Does Samsung Galaxy S8 bungle biometrics with insecure facial recognition?
On the Galaxy S8 and S8+, Samsung included not one, not two, but three biometric ways to unlock your phone: the fingerprint sensor, iris scanner and face recognition. Of these, Samsung touted the latter – face recognition – as a faster and more convenient alternative to iris scanning. What did it fail to mention? How easy it is to trick.
According to reports in the Korea Herald and a livestream from the launch event (via 9to5Google), the S8 and S8+'s facial recognition function can be tricked with the face of a sleeping person or even just a photo: A Periscope user at the NYC launch published a video showing the S8 being unlocked with his picture displayed on another phone. So at least based on demo models from the event, it appears the facial recognition mechanism can be bypassed by anyone with easily-obtained means and the desire to do so.
This apparent lack of security may come as a surprise to those with previous experience with the facial recognition features made possible with Windows Hello and devices like the Microsoft Surface Book. In those applications, facial recognition can't even be bypassed by identical twins; the Windows method uses near infrared imaging and a four-step software algorithm to curb errors. It sounds like Samsung took a more rudimentary and less secure approach.
However, for those who remember Android's Face Unlock feature, these problems sound familiar. The Face Unlock option was introduced with Android 4.0 back in 2011, and was found to have similar issues as those reported with the new Samsung devices. Incremental improvements have been made since then, but the current "Trusted Face" option in Android Nougat's Smart Lock feature is billed as a convenience rather than a protective measure: "This facial recognition is less secure than a PIN, pattern, or password," cautions Google.

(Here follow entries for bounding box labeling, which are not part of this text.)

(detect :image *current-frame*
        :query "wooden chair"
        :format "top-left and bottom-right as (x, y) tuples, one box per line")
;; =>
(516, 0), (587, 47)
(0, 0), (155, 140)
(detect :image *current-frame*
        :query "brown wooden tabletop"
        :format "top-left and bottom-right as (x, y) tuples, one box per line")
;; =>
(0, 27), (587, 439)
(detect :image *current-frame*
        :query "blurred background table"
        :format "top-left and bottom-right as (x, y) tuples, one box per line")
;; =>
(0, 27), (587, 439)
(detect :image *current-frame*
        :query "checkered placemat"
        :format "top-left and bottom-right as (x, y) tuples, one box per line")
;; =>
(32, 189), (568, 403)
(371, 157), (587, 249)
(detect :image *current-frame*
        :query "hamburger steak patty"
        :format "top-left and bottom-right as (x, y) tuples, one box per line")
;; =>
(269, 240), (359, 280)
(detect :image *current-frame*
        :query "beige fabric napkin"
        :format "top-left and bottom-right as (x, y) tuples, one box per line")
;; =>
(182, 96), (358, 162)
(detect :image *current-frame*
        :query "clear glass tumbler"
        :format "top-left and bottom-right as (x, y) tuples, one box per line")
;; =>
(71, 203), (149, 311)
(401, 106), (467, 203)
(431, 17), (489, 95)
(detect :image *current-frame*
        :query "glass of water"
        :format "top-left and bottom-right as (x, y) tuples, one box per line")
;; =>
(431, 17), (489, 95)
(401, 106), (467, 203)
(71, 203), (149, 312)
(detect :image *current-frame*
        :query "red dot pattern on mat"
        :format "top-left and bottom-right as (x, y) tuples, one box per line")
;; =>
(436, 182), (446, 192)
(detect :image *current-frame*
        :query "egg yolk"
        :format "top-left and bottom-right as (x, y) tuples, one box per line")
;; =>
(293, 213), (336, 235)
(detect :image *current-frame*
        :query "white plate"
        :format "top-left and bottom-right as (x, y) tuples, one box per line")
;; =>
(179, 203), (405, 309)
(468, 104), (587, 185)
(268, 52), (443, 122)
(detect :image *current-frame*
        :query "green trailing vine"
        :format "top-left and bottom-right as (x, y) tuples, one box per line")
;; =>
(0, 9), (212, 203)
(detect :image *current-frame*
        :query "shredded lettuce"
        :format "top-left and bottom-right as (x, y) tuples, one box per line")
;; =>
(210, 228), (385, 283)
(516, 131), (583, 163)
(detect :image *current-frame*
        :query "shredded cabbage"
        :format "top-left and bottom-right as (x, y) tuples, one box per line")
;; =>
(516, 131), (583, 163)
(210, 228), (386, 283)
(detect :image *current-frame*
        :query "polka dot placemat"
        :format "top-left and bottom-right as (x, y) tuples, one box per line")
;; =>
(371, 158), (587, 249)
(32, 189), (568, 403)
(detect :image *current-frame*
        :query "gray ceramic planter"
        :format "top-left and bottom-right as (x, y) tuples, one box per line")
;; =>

Security-minded consumers may be scratching their heads as to why Samsung allowed these concessions. Biometrics expert Samir Nanavati, author of the book Biometrics: Identity Verification in a Networked World, provides some insight. For one there's a trade-off between lightning-quick convenience and security against false submissions. "How many anti-spoofing capabilities do you want to put in? When you put in more security measures, you run into other risks. It takes more time, more processing power, and it increases the likelihood of more false rejections."
So, in general, the more security measures are implemented, the less convenient it will be for the end user. But in the world of mobile technology, convenience is a key driving force behind consumer demand. In recent years, Nanavati explains, biometric measures like fingerprint sensors have become exceedingly fast – because that's what makes the public want them. "When a feature set becomes something that the public really wants, then more money can go into the actual security and performance of the feature." Presumably, after the promise of unrivaled convenience drives sales, "time, money and development efforts can go into improving it."
If this is Samsung's strategy, it could prove to be a divisive one. After all, it has effectively cluttered its gorgeous S8 series with three imperfect biometric tools. Apart from face recognition, its iris scanning is harder to spoof, but it is slower to use (though the experience has improved since our first encounter with it on the Note 7) and requires holding the phone at a precise angle. The fingerprint sensor, although relatively secure as well, has been moved to a less convenient location: Instead of being embedded in the home button, as with previous Galaxy devices, it's been placed off-center on the back of the phone.
We don't criticize Samsung for offering options, but it seems to be willfully oblique about the deficiencies of each. At its launch event and in marketing materials, face recognition is touted as a major convenience, in the same breath as security – and that's after making Note 7-fueled promises that customer safety (which goes hand-in-hand with security) is one of its utmost priorities. Since facial recognition can't be used for Samsung Pay, it appears the company is aware of its insufficiencies, but chooses to gloss over them.
Nor do we see the real value in three different options that in our view, fail to improve over a lightning-quick front-mounted fingerprint sensor. The biometric approach on the S8 series seems to be another example of high-end phone features that don't translate into an improved user experience. If you want to avoid getting price gouged for flashy features like these, it might make sense to avoid a premium flagship altogether.
Of course, there are other selling points and features on the Galaxy S8 and S8+, such as a striking display, impressive internals and an all-new virtual assistant. We're certainly not condemning the phones entirely before performing a full-length review.
In addition, it's not impossible that facial recognition could be fine-tuned before the official April 21 release date. We're not sure if the shortcomings in the demo units are due to hardware, software or both, but Nanavati points out that "in a consumer-based transactional system, where only a few users are on the system, it's less likely you'll run into hardware insufficiencies." It's more likely that problems are software-based, which will likely be continually refined.
Nevertheless, it's wise to keep a discerning eye on heavily-marketed "innovations" like facial recognition – they're not always what they seem.